“Mio figlio mi chiede spesso di comprare ciò che desidera: giochi, scarpe, vestiti… Cosa è meglio fare?”
I desideri sono il motore dei sogni. Sono l'origine dei progetti. Sono la spinta della vita.
Un uomo che desidera è spesso un uomo che non si arrende, che pianifica, che si crea obiettivi e che agisce per raggiungerli.
I desideri sono la base della motivazione, il motivo che ci spinge all'azione appunto.
E noi genitori abbiamo bisogno di crescere bimbi in grado di desiderare, in modo che possano sognare e agire con energia, con forza, con ispirazione.
Come possiamo fare?
Innanzitutto vediamo cosa non fare.
Vediamo le due principali azioni che uccidono l'atto del desiderare e quindi di sviluppare passioni:
1) Accontentare spesso, troppo spesso, comprando regali, giocattoli, Lego, macchinine e bambole e riempiendo lo spazio dei giochi fino a farlo scoppiare. Oppure comprando vestiti e trucchi ai nostri pargoli adolescenti, accontentando tutte le loro richieste.
E sapete perché?
Perché il desiderio, per essere nutrito, ha bisogno di attesa, ha bisogno di tempo, ha bisogno di pensiero.
L'acquisto dell'oggetto spegne quel desiderio.
E soprattutto prosciuga le aspettative, l’attesa, l’eccitazione dell'idea che è quasi sempre più intensa dell'emozione del possesso.
Spesso i bimbi non sanno neppure cosa chiedere a Babbo Natale, hanno già tutto (e il paradosso è che di fronte ad innumerevoli scatole colme di giochi si annoiano e non sanno che fare).
2) Il secondo errore è il contrario dell'accontentare. È il criticare il desiderio stesso. È il fare sentire in colpa il figlio perché quella cosa non serve a nulla, non è bene desiderarla, perché “hai già tanto e non ha senso che tu desideri questo o quello. Non sei grato per ciò che hai”.
Il messaggio educativo ovviamente vuole essere buono, vuole insegnare il senso della gratitudine, ma purtroppo formulato in questo modo tende nel tempo a togliere la capacità di desiderare.
Per realizzarsi nella vita c'è bisogno di essere visionari, sognatori, c'è bisogno di osare, appassionarsi, immaginarsi.
Per studiare, crescere, imparare, i bimbi devono essere sostenuti dalla motivazione e la motivazione è anche frutto del desiderio.
Quindi cosa possiamo fare?
È utilissimo accogliere i desideri dei figli, sollecitando il racconto di ciò che chiedono.
“Mamma, papà mi comprate quel lego?”.
“Fammi vedere di cosa si tratta.
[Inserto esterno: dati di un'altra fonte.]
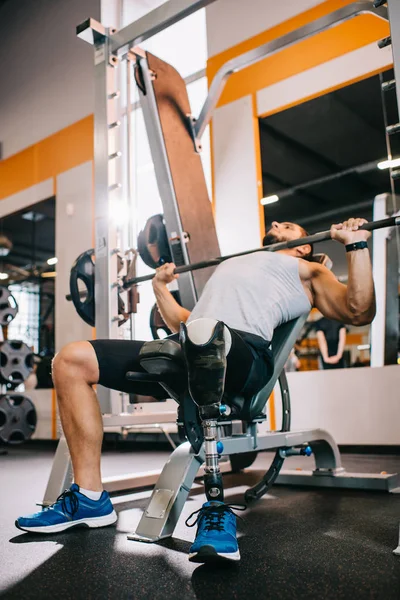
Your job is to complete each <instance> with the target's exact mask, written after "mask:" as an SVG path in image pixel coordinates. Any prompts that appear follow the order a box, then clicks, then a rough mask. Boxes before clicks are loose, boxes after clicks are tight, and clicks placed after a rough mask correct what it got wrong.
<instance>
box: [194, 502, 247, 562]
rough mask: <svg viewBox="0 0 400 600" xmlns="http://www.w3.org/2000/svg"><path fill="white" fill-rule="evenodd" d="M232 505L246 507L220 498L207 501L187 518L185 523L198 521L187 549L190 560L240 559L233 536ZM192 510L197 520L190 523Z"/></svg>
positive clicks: (238, 550)
mask: <svg viewBox="0 0 400 600" xmlns="http://www.w3.org/2000/svg"><path fill="white" fill-rule="evenodd" d="M232 508H234V509H236V510H245V509H246V507H245V506H233V505H229V504H224V503H223V502H217V501H213V502H206V503H205V504H203V506H202V508H200V509H199V510H196V512H194V513H192V514H191V515H190V517H189V518H188V519H187V520H186V525H187V526H188V527H194V526H195V525H196V524H197V533H196V539H195V541H194V544H193V545H192V546H191V548H190V550H189V560H190V561H191V562H198V563H218V562H227V561H231V562H238V561H239V560H240V552H239V546H238V543H237V539H236V515H235V513H234V512H232ZM195 514H197V517H196V520H195V521H194V522H193V523H189V521H190V519H191V518H192V517H193V515H195Z"/></svg>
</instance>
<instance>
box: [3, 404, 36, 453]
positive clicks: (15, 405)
mask: <svg viewBox="0 0 400 600" xmlns="http://www.w3.org/2000/svg"><path fill="white" fill-rule="evenodd" d="M36 422H37V415H36V410H35V406H34V404H33V402H32V400H30V399H29V398H27V397H26V396H24V395H23V394H5V395H4V396H0V440H1V441H2V442H4V443H6V444H21V443H23V442H25V441H26V440H29V439H30V438H31V437H32V435H33V434H34V432H35V430H36Z"/></svg>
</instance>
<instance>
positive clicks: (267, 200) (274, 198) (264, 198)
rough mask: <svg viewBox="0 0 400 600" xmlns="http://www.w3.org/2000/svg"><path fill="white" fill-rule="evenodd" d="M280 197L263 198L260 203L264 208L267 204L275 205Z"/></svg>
mask: <svg viewBox="0 0 400 600" xmlns="http://www.w3.org/2000/svg"><path fill="white" fill-rule="evenodd" d="M278 200H279V196H277V195H276V194H273V195H272V196H266V197H265V198H261V200H260V202H261V204H262V205H263V206H265V205H266V204H273V203H274V202H278Z"/></svg>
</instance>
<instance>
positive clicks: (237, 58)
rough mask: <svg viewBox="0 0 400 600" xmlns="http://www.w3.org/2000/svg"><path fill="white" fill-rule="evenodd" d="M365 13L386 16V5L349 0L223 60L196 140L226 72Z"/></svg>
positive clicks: (200, 126) (376, 15)
mask: <svg viewBox="0 0 400 600" xmlns="http://www.w3.org/2000/svg"><path fill="white" fill-rule="evenodd" d="M395 1H396V0H394V2H395ZM366 13H367V14H368V13H370V14H373V15H376V16H377V17H379V18H381V19H385V20H387V18H388V17H387V9H386V7H383V6H382V7H379V8H374V7H373V5H372V3H371V2H368V1H361V2H353V3H352V4H349V5H348V6H345V7H343V8H340V9H339V10H336V11H335V12H333V13H331V14H329V15H325V16H324V17H321V18H320V19H317V20H316V21H313V22H312V23H307V25H304V26H303V27H300V29H296V30H295V31H291V32H289V33H287V34H286V35H283V36H281V37H280V38H278V39H276V40H272V41H271V42H268V43H267V44H263V45H262V46H260V47H259V48H255V49H254V50H250V51H249V52H246V53H245V54H242V55H241V56H238V57H236V58H233V59H232V60H230V61H228V62H227V63H225V65H223V66H222V67H221V69H220V70H219V71H218V73H217V74H216V75H215V77H214V79H213V82H212V84H211V87H210V90H209V93H208V96H207V100H206V101H205V103H204V106H203V108H202V109H201V112H200V115H199V118H198V119H197V121H196V123H195V124H194V131H195V138H196V140H200V139H201V137H202V135H203V133H204V130H205V128H206V127H207V125H208V123H209V121H210V119H211V116H212V113H213V111H214V109H215V107H216V106H217V103H218V100H219V98H220V96H221V94H222V91H223V89H224V87H225V83H226V81H227V79H228V77H229V76H230V75H232V74H233V73H237V72H238V71H241V70H242V69H244V68H246V67H249V66H250V65H253V64H255V63H256V62H258V61H260V60H262V59H264V58H267V57H268V56H272V55H273V54H277V53H278V52H280V51H281V50H283V49H285V48H289V47H290V46H293V45H294V44H297V43H298V42H300V41H303V40H306V39H307V38H310V37H312V36H314V35H316V34H318V33H322V32H323V31H326V30H327V29H331V28H332V27H336V26H337V25H340V24H341V23H344V22H345V21H348V20H349V19H353V18H354V17H357V16H358V15H361V14H366Z"/></svg>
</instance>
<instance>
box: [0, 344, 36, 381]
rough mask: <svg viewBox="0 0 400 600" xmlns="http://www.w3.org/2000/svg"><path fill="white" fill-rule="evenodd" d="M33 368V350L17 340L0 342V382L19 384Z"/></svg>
mask: <svg viewBox="0 0 400 600" xmlns="http://www.w3.org/2000/svg"><path fill="white" fill-rule="evenodd" d="M32 369H33V352H32V350H31V349H30V348H29V346H27V345H26V344H24V342H21V341H19V340H6V341H5V342H2V343H1V344H0V382H1V383H11V384H14V385H19V384H20V383H23V382H24V381H25V380H26V379H27V378H28V375H29V374H30V373H31V372H32Z"/></svg>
È bellissimo. Adesso dimmi cosa ti piace? Cosa ci faresti? Dove lo metteresti? Come ci giocheresti? Questo non è il momento di acquistarlo, ma lo scriviamo nel quaderno dei desideri. Lì ci possiamo annotare tutto ciò che sogni. Attacchiamo una foto, un disegno o semplicemente facciamo un elenco e a Natale lo puoi sfogliare e puoi scegliere quello che ti piace di più”.
Ho visto bimbi compilare insieme ai genitori il quaderno dei desideri con tanto di immagini e di espressioni. Ho visto bimbi che hanno amato più il quaderno che gli oggetti. Ho visto bimbi passare ore in questa attività, sia di costruzione che di rilettura.
Questo si può fare anche con gli adolescenti.
Anziché criticare le Jordan che costano una follia, ascoltateli, fatevi mostrare i modelli, fate la classifica delle scarpe preferite, condividete i siti pieni di scarpe assolutamente folli ed inavvicinabili.
Accogliere un desiderio e dargli il diritto di esistere, non significa procedere con gli acquisti.
Ad esempio si può fare una lista e poi cercarne un paio di usate come regalo di Natale.
Poi ovviamente ogni famiglia ha le proprie possibilità, i propri valori, il proprio modo di procedere con gli acquisti.
La cosa importante è permettere ai figli di desiderare, di accogliere sogni e visioni, senza criticare e senza accontentare subito.
Il desiderio ha bisogno di spazio e di tempo.
Ha bisogno di due orecchie che ascoltino e di un portafoglio serrato.
Ha bisogno di vivere e di attendere per essere realizzato.
Così come sognano lego, bambole e Jordan poi imparano a sognare di essere medici, aeronauti, parrucchieri e chef.
E queste sono le immagini che li sosterranno durante il loro viaggio di formazione e di crescita.